King转身走出大殿,厚重的殿门在身后缓缓合上。殿外长廊廊柱刻着蜿蜒的雷电图腾,紫蓝色的电光在廊顶流转,空气中浮动着雷鸣的闷响。
他刚迈步下台阶,就看见廊柱的阴影里,小小的身影蹲在那里。
是雷狮。深蓝色的发丝垂落肩头,紫色的眼眸亮晶晶的,方才大殿里那股桀骜的锐气收敛了几分,就这么安安静静蹲在石阶旁,显然是特意在此等候他。
听见脚步声,雷狮抬起头,仰起小脸看向King,稚嫩的嗓音带着少年独有的执拗,语气却并不凶狠,反倒透着几分困惑。
“你真的是来劝我们归顺神使的吗?”
King停下脚步,垂眸望着蹲在地上的孩子。
雷狮攥了攥身上王室衣袍的衣角,继续说道:“父王他们都在发愁。可我不明白,雷王星明明很强,为什么一定要听命于别人。难道强大,就必须要低头吗?”
晚风卷着细碎的雷电微光拂过长廊。King俯身,宽大的手掌轻轻落在雷狮的头顶,指尖轻轻揉了揉他柔软的深蓝色头发。
雷狮身体微微一僵,却没有躲开,只是抬着紫眸直直望过来。
King弯下腰,与蹲在地上的小男孩平视,声音低沉平缓,带着几分历经世事的厚重。
“世间从不是只有强弱这一种评判。很多时候,人做出选择,并非出于本心,而是被周遭的命运推着向前。”
他目光望向远处云层里翻滚的雷霆,缓缓开口。
“你所看见的自由,是需要代价的。有些妥协,未必是认输,只是为了护住自己想要守护的一切。可命运的洪流滚滚而来,很多人连选择的权利,都无法握在自己手中。”
雷狮抿紧嘴唇,小小的眉头轻轻蹙起,似懂非懂。
King直起身,没有再多说什么。他知道,这些道理,以孩童的年纪尚且难以全然领会。
“我该走了。”
他轻轻颔首,不再多做停留,沿着长廊走向停机坪。
身后,雷狮依旧蹲在原地,望着他离去的背影,紫色眼眸里,埋下了一丝不解,也埋下了一丝不甘。
矢量微光掠过雷王星的星际空域,King再度踏回神界幽暗的大殿。
七位神使的虚影悬浮在殿宇高处,目光齐齐落向归来之人。
“雷王星之行,结果如何。

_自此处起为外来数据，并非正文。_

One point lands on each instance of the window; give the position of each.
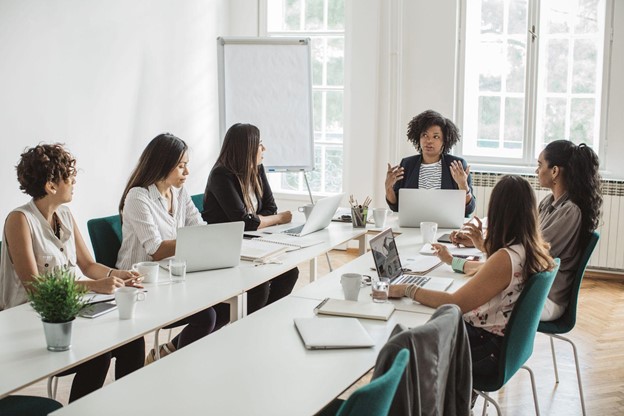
(323, 22)
(527, 82)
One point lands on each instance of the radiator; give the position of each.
(609, 253)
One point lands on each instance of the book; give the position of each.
(367, 310)
(256, 249)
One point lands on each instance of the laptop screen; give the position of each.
(386, 255)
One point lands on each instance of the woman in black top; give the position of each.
(238, 190)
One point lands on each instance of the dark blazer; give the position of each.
(412, 171)
(223, 199)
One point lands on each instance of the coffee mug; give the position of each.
(428, 231)
(379, 215)
(306, 209)
(351, 283)
(149, 269)
(126, 298)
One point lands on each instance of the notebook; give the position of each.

”裁决神使的声音平静无波。
King垂眸如实禀报:“雷王星王族态度强硬,不愿归顺神界。王室心中清楚依附神使的代价,宁可守住自身星域的主权。我已将神界的条件代为转达,可从孩童雷狮的身上,也能窥见这一族骨子里不肯屈服的性子。短时间之内,很难令他们妥协。”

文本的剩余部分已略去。